The simplest swap the fund uses is the total return swap. “Under these we could end up obtaining say the return on the S&P 500, less 25 basis points,” Hendriks points out. “Normally what we do a lot of is not a total return swap, but a price one, in which case we do not obtain the dividends.” The return then is Libor minus an amount which reflects the dividend yield plus a risk premium.
But he adds it is possible to be “a bit smarter”, by using AAA-rated floating rate notes in the construct, instead of putting the nominal amount on a three-month deposit, and can beat the total S&P return by 2bps. Again by using other structures such as fixed rate bonds with triple A ratings and swapping them into floating by using currency and interest rate swaps, it may be possible to end up with an additional return of 15bps. “We think these are rather cost-effective structures and that the risks with the third or fourth structures are not that more significant than the first.”
Hendriks points out that they have been using this strategy for a number of years. “We do not see significant risks in such an approach, by putting the nominal amount in AAA-rated bonds and using AA-rated bonds on counterparts in the equity swap.”
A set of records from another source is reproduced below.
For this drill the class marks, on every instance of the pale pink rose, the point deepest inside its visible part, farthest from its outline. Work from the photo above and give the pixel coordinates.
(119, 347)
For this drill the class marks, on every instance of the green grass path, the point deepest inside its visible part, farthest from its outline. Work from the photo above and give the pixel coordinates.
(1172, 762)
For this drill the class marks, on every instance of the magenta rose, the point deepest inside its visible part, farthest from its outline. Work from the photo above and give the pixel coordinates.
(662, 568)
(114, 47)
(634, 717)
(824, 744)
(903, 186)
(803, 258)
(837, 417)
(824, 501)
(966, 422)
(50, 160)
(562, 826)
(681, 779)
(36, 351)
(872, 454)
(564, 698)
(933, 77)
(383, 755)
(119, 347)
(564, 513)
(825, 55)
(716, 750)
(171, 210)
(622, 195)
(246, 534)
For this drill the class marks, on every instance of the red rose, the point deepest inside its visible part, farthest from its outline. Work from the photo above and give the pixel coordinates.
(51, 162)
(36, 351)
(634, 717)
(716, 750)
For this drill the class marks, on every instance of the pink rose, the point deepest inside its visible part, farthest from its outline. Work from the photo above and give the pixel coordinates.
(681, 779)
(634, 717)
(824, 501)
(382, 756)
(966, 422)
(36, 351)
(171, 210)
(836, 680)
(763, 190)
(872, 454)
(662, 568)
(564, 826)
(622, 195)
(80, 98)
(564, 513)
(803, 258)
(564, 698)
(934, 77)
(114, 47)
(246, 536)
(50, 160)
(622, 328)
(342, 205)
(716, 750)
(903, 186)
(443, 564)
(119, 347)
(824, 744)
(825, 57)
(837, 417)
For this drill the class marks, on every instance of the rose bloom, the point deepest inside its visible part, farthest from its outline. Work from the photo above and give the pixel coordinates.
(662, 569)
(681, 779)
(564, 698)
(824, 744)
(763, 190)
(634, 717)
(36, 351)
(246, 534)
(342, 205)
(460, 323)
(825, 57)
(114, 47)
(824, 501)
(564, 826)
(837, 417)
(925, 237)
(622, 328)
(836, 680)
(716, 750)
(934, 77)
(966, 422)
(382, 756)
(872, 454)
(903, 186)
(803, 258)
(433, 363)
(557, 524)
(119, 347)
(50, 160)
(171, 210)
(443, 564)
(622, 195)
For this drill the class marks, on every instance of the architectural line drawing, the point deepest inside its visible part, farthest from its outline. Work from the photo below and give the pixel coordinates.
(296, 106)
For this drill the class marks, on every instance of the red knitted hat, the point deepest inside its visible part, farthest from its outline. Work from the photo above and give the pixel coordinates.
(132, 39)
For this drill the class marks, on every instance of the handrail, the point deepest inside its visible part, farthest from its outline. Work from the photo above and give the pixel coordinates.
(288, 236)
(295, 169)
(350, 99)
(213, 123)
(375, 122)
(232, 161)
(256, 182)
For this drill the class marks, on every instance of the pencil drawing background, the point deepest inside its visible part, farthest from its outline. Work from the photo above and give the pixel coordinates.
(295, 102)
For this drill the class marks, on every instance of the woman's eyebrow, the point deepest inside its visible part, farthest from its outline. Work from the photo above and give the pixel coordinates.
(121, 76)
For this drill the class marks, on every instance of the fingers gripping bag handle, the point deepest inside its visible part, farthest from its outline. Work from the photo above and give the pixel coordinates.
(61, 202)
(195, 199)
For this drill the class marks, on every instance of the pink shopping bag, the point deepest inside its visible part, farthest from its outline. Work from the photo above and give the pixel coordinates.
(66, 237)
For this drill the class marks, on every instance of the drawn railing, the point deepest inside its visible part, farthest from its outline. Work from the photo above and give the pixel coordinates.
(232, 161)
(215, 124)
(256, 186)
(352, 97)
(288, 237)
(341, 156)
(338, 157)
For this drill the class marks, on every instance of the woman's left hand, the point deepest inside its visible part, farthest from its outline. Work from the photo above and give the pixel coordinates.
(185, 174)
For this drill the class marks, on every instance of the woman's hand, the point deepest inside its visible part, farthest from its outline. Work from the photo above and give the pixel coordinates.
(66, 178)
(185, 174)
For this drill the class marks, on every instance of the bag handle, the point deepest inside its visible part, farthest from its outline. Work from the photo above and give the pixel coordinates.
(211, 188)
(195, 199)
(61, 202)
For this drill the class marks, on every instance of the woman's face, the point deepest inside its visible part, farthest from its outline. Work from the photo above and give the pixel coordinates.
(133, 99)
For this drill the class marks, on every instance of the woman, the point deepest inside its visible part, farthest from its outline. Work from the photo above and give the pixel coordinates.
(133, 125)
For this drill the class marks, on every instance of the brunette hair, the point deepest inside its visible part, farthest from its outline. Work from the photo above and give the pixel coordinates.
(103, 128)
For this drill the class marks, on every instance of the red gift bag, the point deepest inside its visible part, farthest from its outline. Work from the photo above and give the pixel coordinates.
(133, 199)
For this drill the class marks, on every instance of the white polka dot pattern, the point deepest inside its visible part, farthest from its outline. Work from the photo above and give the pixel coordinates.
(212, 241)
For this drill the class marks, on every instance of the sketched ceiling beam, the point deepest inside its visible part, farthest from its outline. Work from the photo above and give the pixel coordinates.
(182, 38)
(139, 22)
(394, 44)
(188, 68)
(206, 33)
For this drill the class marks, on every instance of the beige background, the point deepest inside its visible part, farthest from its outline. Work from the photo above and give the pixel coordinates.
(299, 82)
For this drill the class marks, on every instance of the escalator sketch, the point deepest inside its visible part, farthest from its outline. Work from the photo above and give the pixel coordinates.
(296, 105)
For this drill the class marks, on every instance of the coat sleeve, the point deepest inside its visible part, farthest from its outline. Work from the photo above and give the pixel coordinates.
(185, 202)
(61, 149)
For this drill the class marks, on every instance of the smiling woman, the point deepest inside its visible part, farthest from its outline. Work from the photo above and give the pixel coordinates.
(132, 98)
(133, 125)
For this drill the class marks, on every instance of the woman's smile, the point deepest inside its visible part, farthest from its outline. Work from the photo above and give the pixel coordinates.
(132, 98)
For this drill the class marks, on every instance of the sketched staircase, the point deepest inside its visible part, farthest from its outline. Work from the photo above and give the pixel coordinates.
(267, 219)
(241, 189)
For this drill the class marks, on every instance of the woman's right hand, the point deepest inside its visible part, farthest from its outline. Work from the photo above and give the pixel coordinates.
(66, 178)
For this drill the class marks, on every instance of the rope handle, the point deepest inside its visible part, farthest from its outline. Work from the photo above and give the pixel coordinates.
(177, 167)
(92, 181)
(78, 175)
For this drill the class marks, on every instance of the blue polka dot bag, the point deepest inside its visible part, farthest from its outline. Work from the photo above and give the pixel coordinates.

But he stresses that in each case they look at the alternatives, particularly whether it might be better to use an indexed product. “Say we wanted to invest in Australia, where the market is not as liquid as others, then you could find the swap premiums are too high, then it might be best to use an indexed mutual fund. But you have to look at all aspects, including the transaction costs, to decide on the most cost-effective.”
Gasunie previously used external managers, but has stopped doing so after unacceptable results. “Now we run all our foreign equities portfolios in this way.” The structured arrangements vary from case to case, but average one to two years,” Robert Jan Tel says.
It is possible to unwind a swap when the fund wants, just as when selling a stock. “Before the big Far East crisis in 1997, we made a tactical shift to a lower range. We left Malaysia and Thailand in time, but we are still invested in Japan, Hong Kong and Australia.” Tel adds: “Of course, when markets are going down rapidly nothing is liquid anymore, so if you have to sell your futures or your equities, you have to pay enormous risk premiums.”
Coenen adds that the fund is very conservative in choosing counterparties, particularly with the problems in the banking system currently. “For swaps we select counterparts with good ratings, at least AA and we follow them intensively when there are any signs of trouble in the banking sector.”
Gasunie sees the comparative returns obtained by Dutch pension funds as being largely a measure of the extent of their equity exposure. “In 1997, we were pleased with our return because we beat our internal benchmark by 0.75%, and in 1998 the outperformance was a comfortable 2.8% over the internal benchmark, but it was not in the top 10 of Dutch funds. Our view is that our asset allocation and strategies are good for our fund and so we do not over-react to what others may be doing.”